Friday, August 04, 2006

make room for daddy

another of my mother's maxims was "don't fall in love with a man like your father." to my little girl eyes, he certainly seemed preferable to my stepfather -- an irascible curmudgeon with emphysema who was much closer in age to my grandmother. my father, on the other hand, was quick-witted, independent, inquisitive, carried a humorous and encyclopedic knowledge of many things (excellent training for my later role as raconteur), traveled extensively, and as an actor lived a very non-traditional lifestyle with *peculiar* hours and soho (pre-gentrification) friends. he took me to see eugene o'neill plays and shakespeare in the round. "west side story" on the big screen. (he cried!) we listened to sam cook and sun ra. we flew kites and went to europe.
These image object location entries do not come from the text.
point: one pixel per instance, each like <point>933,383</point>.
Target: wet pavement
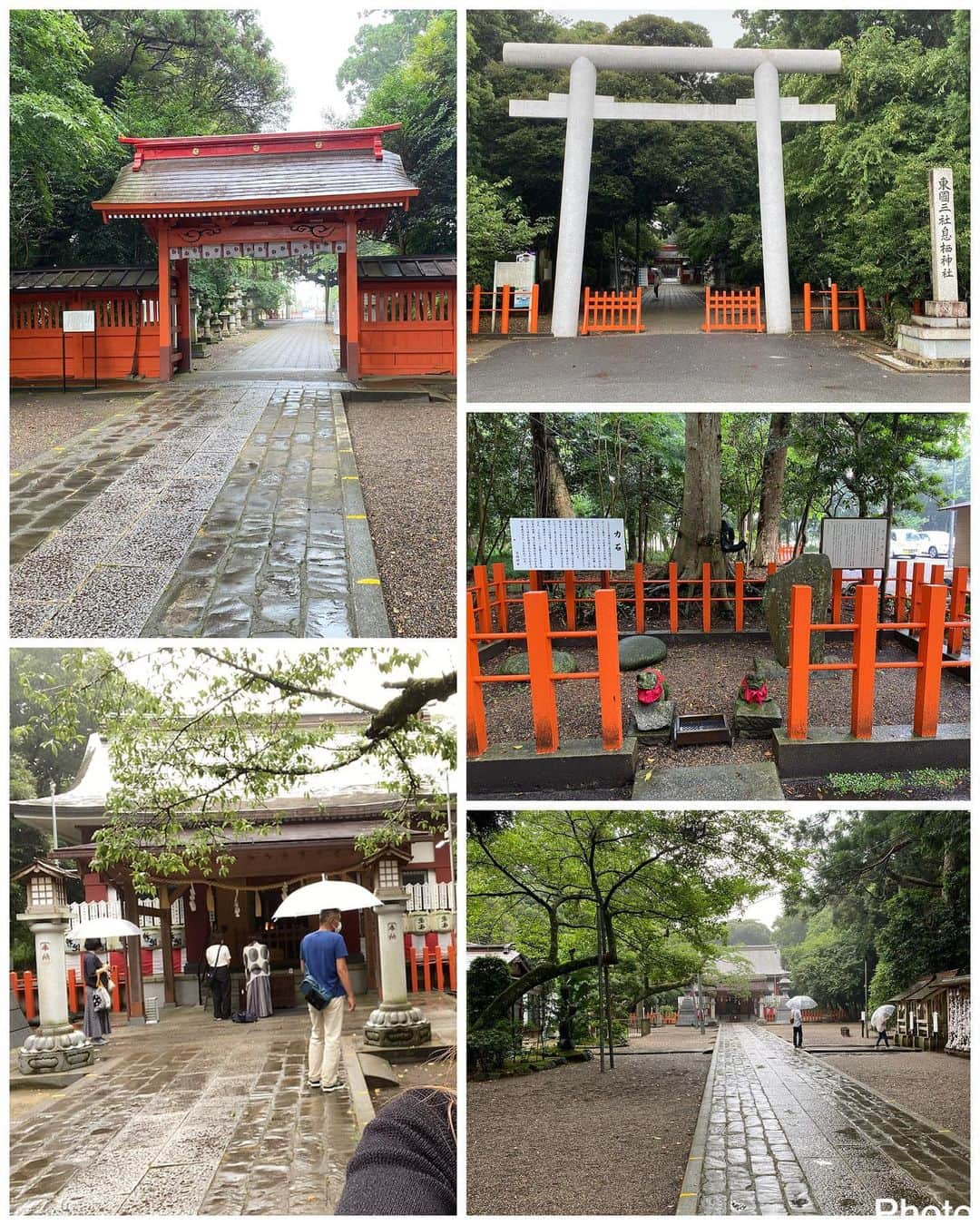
<point>210,1119</point>
<point>270,557</point>
<point>196,1117</point>
<point>789,1134</point>
<point>203,508</point>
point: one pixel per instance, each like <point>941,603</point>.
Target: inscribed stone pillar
<point>395,1022</point>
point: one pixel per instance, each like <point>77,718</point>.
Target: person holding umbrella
<point>95,1024</point>
<point>322,956</point>
<point>879,1018</point>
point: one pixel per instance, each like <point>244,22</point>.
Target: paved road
<point>676,309</point>
<point>228,501</point>
<point>280,345</point>
<point>210,1122</point>
<point>789,1134</point>
<point>672,370</point>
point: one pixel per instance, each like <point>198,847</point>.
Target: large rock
<point>811,570</point>
<point>561,662</point>
<point>653,721</point>
<point>755,720</point>
<point>641,651</point>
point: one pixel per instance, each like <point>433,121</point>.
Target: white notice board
<point>567,544</point>
<point>79,321</point>
<point>854,544</point>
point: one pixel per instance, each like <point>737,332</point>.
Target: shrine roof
<point>190,175</point>
<point>420,267</point>
<point>101,277</point>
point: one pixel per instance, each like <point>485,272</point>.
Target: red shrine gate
<point>270,195</point>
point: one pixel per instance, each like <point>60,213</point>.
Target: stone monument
<point>810,570</point>
<point>395,1022</point>
<point>56,1045</point>
<point>944,332</point>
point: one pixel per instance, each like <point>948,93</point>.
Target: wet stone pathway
<point>220,1126</point>
<point>136,525</point>
<point>789,1134</point>
<point>270,559</point>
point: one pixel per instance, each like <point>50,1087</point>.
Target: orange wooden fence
<point>604,311</point>
<point>542,676</point>
<point>927,619</point>
<point>24,987</point>
<point>837,300</point>
<point>500,318</point>
<point>732,310</point>
<point>124,324</point>
<point>408,328</point>
<point>433,969</point>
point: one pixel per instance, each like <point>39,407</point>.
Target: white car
<point>908,543</point>
<point>938,543</point>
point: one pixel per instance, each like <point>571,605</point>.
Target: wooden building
<point>296,838</point>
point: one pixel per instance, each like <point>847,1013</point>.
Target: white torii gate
<point>581,108</point>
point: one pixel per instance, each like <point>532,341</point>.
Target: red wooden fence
<point>542,676</point>
<point>124,324</point>
<point>408,328</point>
<point>927,620</point>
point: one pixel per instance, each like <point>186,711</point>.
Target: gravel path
<point>573,1141</point>
<point>706,676</point>
<point>406,455</point>
<point>933,1084</point>
<point>44,419</point>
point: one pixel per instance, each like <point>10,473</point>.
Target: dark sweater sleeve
<point>405,1164</point>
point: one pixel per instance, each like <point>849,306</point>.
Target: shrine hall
<point>261,196</point>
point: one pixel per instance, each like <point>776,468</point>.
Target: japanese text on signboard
<point>569,544</point>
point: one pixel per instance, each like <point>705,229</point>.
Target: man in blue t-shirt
<point>324,956</point>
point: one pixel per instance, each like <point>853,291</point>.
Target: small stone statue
<point>755,690</point>
<point>651,686</point>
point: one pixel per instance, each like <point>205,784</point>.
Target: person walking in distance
<point>797,1018</point>
<point>324,957</point>
<point>218,957</point>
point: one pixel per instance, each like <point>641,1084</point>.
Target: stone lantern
<point>56,1045</point>
<point>395,1022</point>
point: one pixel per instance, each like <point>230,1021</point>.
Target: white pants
<point>324,1056</point>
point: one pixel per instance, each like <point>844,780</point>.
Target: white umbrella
<point>325,895</point>
<point>802,1002</point>
<point>882,1014</point>
<point>92,928</point>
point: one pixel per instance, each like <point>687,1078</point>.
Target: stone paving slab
<point>214,511</point>
<point>788,1134</point>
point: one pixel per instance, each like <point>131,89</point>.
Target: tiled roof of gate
<point>420,267</point>
<point>304,175</point>
<point>105,277</point>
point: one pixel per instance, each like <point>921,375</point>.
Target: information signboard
<point>853,543</point>
<point>569,544</point>
<point>79,321</point>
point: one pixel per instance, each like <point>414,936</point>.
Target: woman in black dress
<point>95,1024</point>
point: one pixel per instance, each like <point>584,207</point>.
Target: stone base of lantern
<point>397,1025</point>
<point>55,1049</point>
<point>941,335</point>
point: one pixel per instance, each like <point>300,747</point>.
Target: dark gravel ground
<point>406,455</point>
<point>44,419</point>
<point>704,678</point>
<point>573,1141</point>
<point>931,1084</point>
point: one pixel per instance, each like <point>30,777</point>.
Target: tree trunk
<point>552,494</point>
<point>770,499</point>
<point>700,535</point>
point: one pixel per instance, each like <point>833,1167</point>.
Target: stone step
<point>753,780</point>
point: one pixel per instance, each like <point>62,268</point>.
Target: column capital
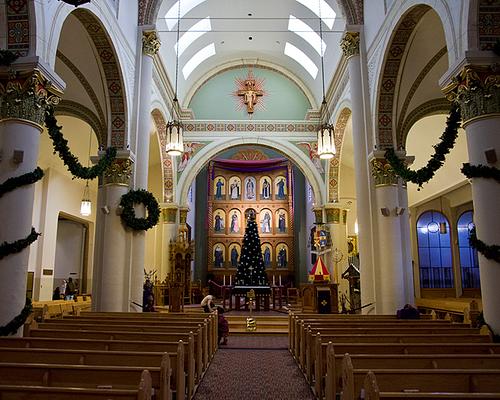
<point>477,89</point>
<point>120,170</point>
<point>183,214</point>
<point>150,43</point>
<point>25,95</point>
<point>169,212</point>
<point>350,44</point>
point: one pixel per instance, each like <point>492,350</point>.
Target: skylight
<point>307,33</point>
<point>299,56</point>
<point>172,13</point>
<point>197,59</point>
<point>321,8</point>
<point>196,31</point>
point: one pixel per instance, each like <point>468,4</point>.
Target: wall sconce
<point>400,210</point>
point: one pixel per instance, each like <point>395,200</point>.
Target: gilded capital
<point>150,43</point>
<point>477,89</point>
<point>119,173</point>
<point>27,96</point>
<point>169,215</point>
<point>350,44</point>
<point>383,172</point>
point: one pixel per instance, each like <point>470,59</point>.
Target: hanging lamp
<point>86,204</point>
<point>326,131</point>
<point>174,131</point>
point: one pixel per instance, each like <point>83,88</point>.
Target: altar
<point>262,297</point>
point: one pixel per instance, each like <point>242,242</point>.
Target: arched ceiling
<point>250,32</point>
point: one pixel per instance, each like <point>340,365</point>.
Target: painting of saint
<point>219,188</point>
<point>265,223</point>
<point>266,189</point>
<point>234,189</point>
<point>281,185</point>
<point>282,221</point>
<point>282,260</point>
<point>235,222</point>
<point>234,257</point>
<point>218,256</point>
<point>219,221</point>
<point>250,188</point>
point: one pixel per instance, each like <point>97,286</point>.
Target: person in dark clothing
<point>223,327</point>
<point>408,312</point>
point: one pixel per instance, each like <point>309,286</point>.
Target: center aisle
<point>253,367</point>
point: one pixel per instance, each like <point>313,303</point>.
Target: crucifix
<point>250,94</point>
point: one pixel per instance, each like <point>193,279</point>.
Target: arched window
<point>469,265</point>
<point>434,251</point>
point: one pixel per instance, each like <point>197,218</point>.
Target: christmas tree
<point>251,271</point>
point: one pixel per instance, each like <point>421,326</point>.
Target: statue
<point>281,189</point>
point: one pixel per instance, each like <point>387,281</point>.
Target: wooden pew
<point>333,366</point>
<point>424,380</point>
<point>91,376</point>
<point>19,392</point>
<point>103,358</point>
<point>372,392</point>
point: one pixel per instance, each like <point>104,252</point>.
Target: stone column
<point>150,47</point>
<point>169,233</point>
<point>111,286</point>
<point>477,89</point>
<point>389,278</point>
<point>336,260</point>
<point>24,99</point>
<point>351,48</point>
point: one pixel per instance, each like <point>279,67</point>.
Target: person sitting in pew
<point>222,327</point>
<point>408,312</point>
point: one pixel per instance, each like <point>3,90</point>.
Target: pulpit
<point>321,298</point>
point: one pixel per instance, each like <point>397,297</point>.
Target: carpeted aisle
<point>254,368</point>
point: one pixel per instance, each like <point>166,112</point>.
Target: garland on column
<point>18,321</point>
<point>128,214</point>
<point>74,166</point>
<point>22,180</point>
<point>447,142</point>
<point>7,248</point>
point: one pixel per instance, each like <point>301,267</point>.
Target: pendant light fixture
<point>86,204</point>
<point>174,131</point>
<point>326,132</point>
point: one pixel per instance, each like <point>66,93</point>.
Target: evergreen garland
<point>74,166</point>
<point>18,321</point>
<point>22,180</point>
<point>481,171</point>
<point>7,248</point>
<point>7,57</point>
<point>128,214</point>
<point>490,252</point>
<point>447,142</point>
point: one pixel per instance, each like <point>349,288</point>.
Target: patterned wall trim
<point>488,23</point>
<point>477,88</point>
<point>103,134</point>
<point>333,175</point>
<point>114,81</point>
<point>166,160</point>
<point>400,139</point>
<point>18,26</point>
<point>243,126</point>
<point>431,107</point>
<point>391,73</point>
<point>74,109</point>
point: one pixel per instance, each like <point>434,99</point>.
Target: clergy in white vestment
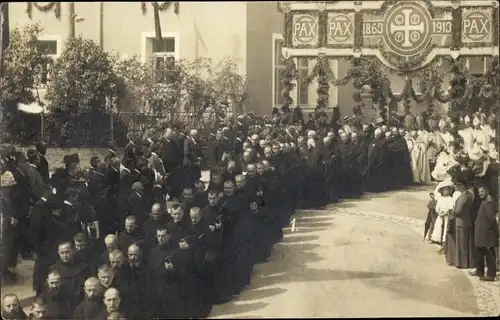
<point>467,134</point>
<point>446,136</point>
<point>415,150</point>
<point>480,159</point>
<point>436,145</point>
<point>480,137</point>
<point>422,165</point>
<point>444,162</point>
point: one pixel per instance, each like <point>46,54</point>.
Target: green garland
<point>56,6</point>
<point>288,76</point>
<point>161,7</point>
<point>324,75</point>
<point>404,66</point>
i grew older, his narcissism and selfishness became more apparent to me. the looming financial obligation of college sent him into exile, and we began to lead a life of protracted silences.

in psych 101 i learned men marry their mothers. ack! i was too clever by half to succumb to my female equivalent! in animal behavior, i learned about imprinting and felt a twinge of anthropomorphic sympathy for lorenz's little geese.

my primary b/f through college was emotionally reticent, but i easily chalked that up to his laconic yankee nature. various partners came and went, and even i saw the pattern of me feeling more comfortable being held at a bit of an emotional distance. well, let's say, i recognized its mirror image of feeling suffocated if a man wanted to get too close. if, during dinner, he sat next to me on the banquette, instead of across the table, there was no second date.

many men, many years. those of any duration carried common traits, like wit and brains. they were all tall and mostly dark. they kept themselves at sufficient remove to keep me on my toes. never once did i foresee forever. not with a one.

midway through my 20s, i discovered quite by accident, that my father had a son and had been living with him and the mother since i was 15. right around the time talk of my upcoming tuition and his subsequent freak-out. unbeknownst to me, he had made a mental delineation of where he felt his financial and emotional obligations more truly belonged. there could be no further duality.

late in my 30s, i became involved with the *gentleman caller*. with seemingly little psychological fanfare, we both put aside the intrusive reality of his wife and children. he drew the lines of personal priority and i happily agreed to remain behind the one assigned to me. it was intense, it was boundless and sometimes terrifying. it was not the short-term fiery arc these things usually turn out to be. devotion grew, committment deepened. enthralled, i never felt stronger, or more free.

part of my *place* was to accept. his way, or no way. i understood that as an internal obligation to keep my mouth shut. some things if spoken of would blow down the house of cards with a mere whisper. did i cry over them? yes, but always alone.

almost immediately, he intuited my greatest and darkest fear was to be abandoned. soon, he admitted he knew my harshest fear was to be abandoned by him. i could not deny it. it became a powerful weapon in our dances of emotional sadism and psychological masochism.

as our time together progressed, i realized with absolute certainty i'd fallen in love with my father. yup, all the good stuff that made us laugh and crave each other's company. but also the tragic flaws whose manifestations i most desperately feared.

through consistently fierce psychological battering, he finally made me see forever. i saw it. and it was wonderful. i wanted it. i believed we would have it. not the picket fence kinda forever (he had that *over there* anyway)but just the right kind for me. for us.

no surprise to you, gentle reader, but the man most like my father is gone. he has closed tight the loop of the noose of exclusion and i'm left gasping for air. i'm repudiated, denied, minimized. he convinces her it meant nothing. four years of nothing. convenience. that's all it was. of no more consequence than a drive-through happy meal.

if i believed in portents, i'd be petrified right now. within minutes, the sky has grown black and a deluge of rain falls. but i'm no savage. i *do* know it won't rain forever. and i've still got the sense to own an umbrella.